DOB: February 28, 1990
Height: 5-7
Mastered Styles: Brazilian Jiu-Jitsu, La Mano Negra, Jujutsu

Half Chinese, Half Dominican, and Half deadly and beautiful…………..wait……
Abandoned at birth, Angel learned to fend for herself on the mean inner city streets of the DMV. After seeing Angel’s potential as she fought off a group of overly obese midgets, The General recruited Angel to the Kung Fu Agency when she was 13, and since then she’s become an extremely lethal Kung Fu Agent.

 

CHIEF RICHARD HEAD

DOB: August 6, 1964
Height: 6-1
Mastered Styles: Boxing, Wrestling

The chief of police for the entire DMV area.
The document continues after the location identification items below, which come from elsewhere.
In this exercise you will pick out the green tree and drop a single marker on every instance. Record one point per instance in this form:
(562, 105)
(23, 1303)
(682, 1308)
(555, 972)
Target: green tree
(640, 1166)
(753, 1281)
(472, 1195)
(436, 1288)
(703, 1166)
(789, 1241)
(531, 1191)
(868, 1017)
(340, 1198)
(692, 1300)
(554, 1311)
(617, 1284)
He aids the Kung Fu Agency in its quest to stop Master Who. As a young child growing up in Boston he was once kicked in the head by former NBA legend, Larry Bird, the result of which caused a weird speech impediment.

 

THE GENERAL

DOB: October 9, 1932
Height: 6-0 (5-0 in wheelchair)
Mastered Styles: Aikido, Jeet Kune, DoJujutsu, Jailhouse rock, Karate, Muay Thai

The leader of the entire Kung Fu Agency for the past fifty years, The General has seen his fair share of battles; enough to make him a bitter old man who hates nearly all people. Now that he is confined to a wheel chair after slipping on a bar of soap in the shower, he has retired from being a field Kung Fu Agent and has relegated his duties to solely recruiting and training Kung Fu Agents and coordinating missions with the U.S. government.

 

DAN-O

DOB: December 4, 1986
Height: 5-10
Mastered Styles: Krav Maga, Dragon Kung Fu, Tai Chi Chuan

Dan-O embodies the concept of nerdom. Raised in the suburbs of the DMV, his passion for games such as Warcraft and Quake, led him to pursue a Computer Science degree at MIT. Although he is quite adept at computer programming, his first love has always been Kung Fu. He is an expert on the technical aspects of most martial arts styles and although he lacks the physical prowess of a Kung Fu master (Because of his wimpy Jew body as The General often says) he still dreams of one day becoming an active Kung Fu agent.